3 comentários em “Mariza, candidata contra o medo”

  1. Atenção;

    Devem escrever o nome de Marisa Matias e não Mariza Matias, há sempre comentários que não queremos ver.

    Beijos e Abraços
    Vítor J. P. Tojeira

  2. Porque a candidatura de Maria Matias é muito diferente da de Ana Gomes.

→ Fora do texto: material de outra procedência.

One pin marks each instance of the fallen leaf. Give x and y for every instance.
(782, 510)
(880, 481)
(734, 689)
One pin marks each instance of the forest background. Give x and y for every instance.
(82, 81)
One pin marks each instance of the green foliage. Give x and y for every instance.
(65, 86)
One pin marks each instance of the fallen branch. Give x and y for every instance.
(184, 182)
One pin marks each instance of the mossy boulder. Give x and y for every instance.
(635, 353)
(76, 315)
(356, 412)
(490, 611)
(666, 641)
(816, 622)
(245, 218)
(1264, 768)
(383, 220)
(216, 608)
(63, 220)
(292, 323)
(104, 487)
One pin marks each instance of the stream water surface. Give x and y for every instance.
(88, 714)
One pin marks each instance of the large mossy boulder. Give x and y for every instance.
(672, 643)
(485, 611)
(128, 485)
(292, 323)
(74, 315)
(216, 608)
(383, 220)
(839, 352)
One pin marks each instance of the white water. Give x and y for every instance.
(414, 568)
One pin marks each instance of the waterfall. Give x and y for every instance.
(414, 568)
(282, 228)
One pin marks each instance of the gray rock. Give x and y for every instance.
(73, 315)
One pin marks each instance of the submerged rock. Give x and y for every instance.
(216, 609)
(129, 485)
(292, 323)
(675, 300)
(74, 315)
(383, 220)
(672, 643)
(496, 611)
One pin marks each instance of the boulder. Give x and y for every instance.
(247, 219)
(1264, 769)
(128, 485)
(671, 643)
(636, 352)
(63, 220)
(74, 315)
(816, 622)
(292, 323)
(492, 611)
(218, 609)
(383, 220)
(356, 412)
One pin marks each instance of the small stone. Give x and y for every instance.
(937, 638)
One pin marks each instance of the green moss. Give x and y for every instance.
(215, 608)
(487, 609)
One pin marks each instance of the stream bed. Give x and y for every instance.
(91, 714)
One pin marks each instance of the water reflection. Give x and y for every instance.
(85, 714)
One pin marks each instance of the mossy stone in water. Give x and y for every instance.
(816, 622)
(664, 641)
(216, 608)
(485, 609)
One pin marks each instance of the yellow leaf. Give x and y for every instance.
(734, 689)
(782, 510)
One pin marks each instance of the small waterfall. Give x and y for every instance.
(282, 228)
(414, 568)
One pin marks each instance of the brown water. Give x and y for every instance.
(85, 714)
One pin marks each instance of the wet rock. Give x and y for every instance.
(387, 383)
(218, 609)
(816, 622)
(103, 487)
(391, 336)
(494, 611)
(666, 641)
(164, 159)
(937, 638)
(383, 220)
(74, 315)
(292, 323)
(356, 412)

    Francisco Assis, desde que apanhou uns socos e pontapés numa cena lamentável protagonizada por militantes do PS em Felgueiras (já lá vão quase duas décadas…), deve ter jurado vingança mesmo antes de entrar no carro em que fugiu da ‘populaça’.
    Seria então questão de esperar pela oportunidade.
    Desde sempre com indisfarçável pendor pela política PSD (e menos vertical que José Seguro que pelo menos teve a dignidade de sair da política), até Rui Rio se manifestou agora particularmente feliz com a nomeação para o CES dessa figura que, pelo seu perfil e experiência, é de facto uma preciosa mais-valia para a direita.
    Pois Assis viu na atitude genuinamente desprendida e sempre voluntarista de Ana Gomes a oportunidade soberana de entalar o PS apontando-a como ‘A Candidata’, esperando assim que muitos caiam no engodo criando ao PS um dilema: ou assumem (de forma mais ou menos envergonhada) a sua tendência centralóide apoiando Marcelo, ou propõem uma candidatura própria, de imediato divisora do seu eleitorado e obviamente perdedora. A alternativa que resta para muitos militantes e votantes tradicionais do PS, será então uma espécie de voto útil em Ana Gomes.
    Porém esse eleitorado, embora honesto e desejoso de Justiça, não perceberá que está a cair num logro, pois nas atribuições e exigências diplomáticas e protocolares de um Chefe de Estado, não cabe a investigação e muito menos a denúncia pública de corruptos! Ao contrário do que pensam, estarão sim a calar Ana Gomes mal termine a campanha eleitoral, período que essa candidata naturalmente aproveitará para mostrar o que sabe, mas que não terá continuidade. É que mesmo depois, os corruptos que dispõem de milhões para mandar em jornais, rádio, televisão e redes sociais, tudo farão para desmontar as verdades que Ana Gomes eventualmente denuncie, fazendo crer e ‘provando’ que eram apenas calúnias. A campanha de Ana Gomes, ao contrário da de Marisa Matias, irá provavelmente ceder à tentação de privilegiar a denúncia, em detrimento da apresentação, justificação e defesa dos princípios de uma presidência atenta aos problemas do povo e defensora dos mais frágeis.
    Qualquer que seja a opção do PS, Assis antecipou-se manhosamente procurando abrir ainda mais o caminho para a reeleição de Marcelo. Se, como parece, este se recandidatar, irá naturalmente a uma segunda volta com outro(a) candidato(a). Esse será o primeiro lance de uma jogada que antecede o cheque-mate.
    E qual é então esse lance final pelo qual Assis aspira?
    É que com tal contributo a favor da direita – união em torno do candidato que as direcções de ambos os partidos querem viabilizar – Assis aparecerá aos olhos do PSD como o estratega para uma eventual ressurreição do Bloco Central. Com este golpe de ilusionismo para as hostes socialistas, sonha tornar-se o reconhecido obreiro e, quem sabe, potencialmente líder do centro-direita; provavelmente será essa a ambição maior do vingativo Francisco!
    Quem se mete com Assis leva; a vingança é um prato que se serve frio.

  3. As minhas desculpas à Mariza: os teclados ‘inteligentes’ fazem-nos destas partidas e até ‘acham’ que errámos quando não escrevemos ‘Maria’. E corrigem-nos!